Affordability report
This is the salary you need to afford rent in Dallas right now
What does it take to afford to live in Dallas? Surprisingly less than elsewhere in Texas — and the U.S. — according to a new report on rental affordability.
Apartment List analyzed the 100 largest U.S. cities to find the minimum gross income needed to afford a local apartment. When compared to the actual median household income, renters in 24 of the cities studied are burdened by the cost of living in a two-bedroom apartment. But that's not the case in Dallas, which lands on the affordable end of the spectrum.
In the Big D, the median rent price for a two-bedroom apartment clocks in at $1,111. That means a local renter here needs a gross annual income of $44,480 to afford rent without being cost-burdened, which is defined as spending more than 30 percent of gross income on rent.
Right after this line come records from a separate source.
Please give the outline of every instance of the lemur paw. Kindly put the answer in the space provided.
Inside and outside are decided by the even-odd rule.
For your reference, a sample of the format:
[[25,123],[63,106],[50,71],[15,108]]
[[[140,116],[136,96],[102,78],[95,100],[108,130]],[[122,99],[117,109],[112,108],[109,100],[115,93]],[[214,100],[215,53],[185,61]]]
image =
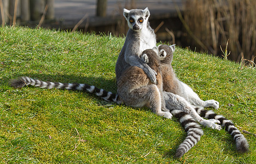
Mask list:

Apartment List breaks that down to an hourly wage of $21.
Meanwhile, the estimated median household income in Dallas for 2018 was $48,798, giving renters some cushion.
More Americans are renting, in part because of rising housing costs, and many of them are burdened by the cost. "Nearly half of renting households are cost-burdened," the report says. "The demographics of renting are changing as well. As homeownership becomes more and more unattainable for millennials, many forego purchasing a home and opt to rent further into adulthood."
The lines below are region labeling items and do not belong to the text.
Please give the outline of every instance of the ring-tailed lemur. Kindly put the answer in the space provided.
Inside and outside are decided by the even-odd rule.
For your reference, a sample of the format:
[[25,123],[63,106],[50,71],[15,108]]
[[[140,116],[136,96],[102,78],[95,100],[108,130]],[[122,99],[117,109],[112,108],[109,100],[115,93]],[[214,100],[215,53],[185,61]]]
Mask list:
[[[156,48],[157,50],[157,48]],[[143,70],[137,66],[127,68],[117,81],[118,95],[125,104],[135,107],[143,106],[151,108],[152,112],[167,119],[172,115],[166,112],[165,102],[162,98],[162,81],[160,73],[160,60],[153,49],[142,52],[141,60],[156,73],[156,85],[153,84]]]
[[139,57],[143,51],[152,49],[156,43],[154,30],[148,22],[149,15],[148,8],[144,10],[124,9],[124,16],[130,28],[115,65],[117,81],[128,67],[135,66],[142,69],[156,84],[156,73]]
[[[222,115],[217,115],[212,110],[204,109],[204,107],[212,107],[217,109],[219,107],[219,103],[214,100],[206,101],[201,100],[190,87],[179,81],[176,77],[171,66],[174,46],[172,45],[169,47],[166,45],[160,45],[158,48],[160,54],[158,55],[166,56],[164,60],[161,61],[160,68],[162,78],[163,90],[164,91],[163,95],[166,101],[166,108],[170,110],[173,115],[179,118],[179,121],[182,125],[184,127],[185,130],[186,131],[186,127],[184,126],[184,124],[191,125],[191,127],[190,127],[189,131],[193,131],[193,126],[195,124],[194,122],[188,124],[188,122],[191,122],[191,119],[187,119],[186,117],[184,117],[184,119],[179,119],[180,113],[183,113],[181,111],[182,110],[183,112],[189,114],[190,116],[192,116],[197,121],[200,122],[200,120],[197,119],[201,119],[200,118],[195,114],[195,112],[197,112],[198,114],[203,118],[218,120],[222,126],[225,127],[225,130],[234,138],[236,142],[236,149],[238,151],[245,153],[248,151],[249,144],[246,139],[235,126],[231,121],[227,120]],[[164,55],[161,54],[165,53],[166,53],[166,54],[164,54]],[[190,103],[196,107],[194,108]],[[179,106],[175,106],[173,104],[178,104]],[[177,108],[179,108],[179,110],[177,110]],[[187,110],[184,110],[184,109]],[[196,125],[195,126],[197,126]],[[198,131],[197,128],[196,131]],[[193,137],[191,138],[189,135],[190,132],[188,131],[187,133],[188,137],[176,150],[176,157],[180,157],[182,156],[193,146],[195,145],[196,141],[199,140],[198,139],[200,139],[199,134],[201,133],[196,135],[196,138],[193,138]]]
Across the Lone Star State, those earning the median local income are out of the woods when it comes to being cost-burdened by rent, and about half of the Texas cities studied cost less than Dallas: San Antonio, Corpus Christi, Houston, Laredo, El Paso, and Lubbock.
Interestingly, with the exception of Austin (No. 2), Texas' more expensive places to rent are in the Metroplex.
Plano, the most expensive, has a median rent of $1,435 and a required median income of $57,440, but that's not a stretch for residents, as the actual median income is $91,412. Arlington comes in at No. 3 with a median rent of $1,232 and required median income of $49,320.
No. 4 Garland's median rent of $1,225 requires earning$48,920; No. 5 Irving's median rent of $1,219 requires earning $48,680; and No. 6 Fort Worth surprisingly outranks Dallas with a median rent of $1,147 and required income of $45,920.
But this all pales in comparison to the most expensive U.S. city on the list: Fremont, California, where the median rent price is $3,731 a month and Apartment List recommends renters earn at least $150,040 annually, or a whopping $72 an hour.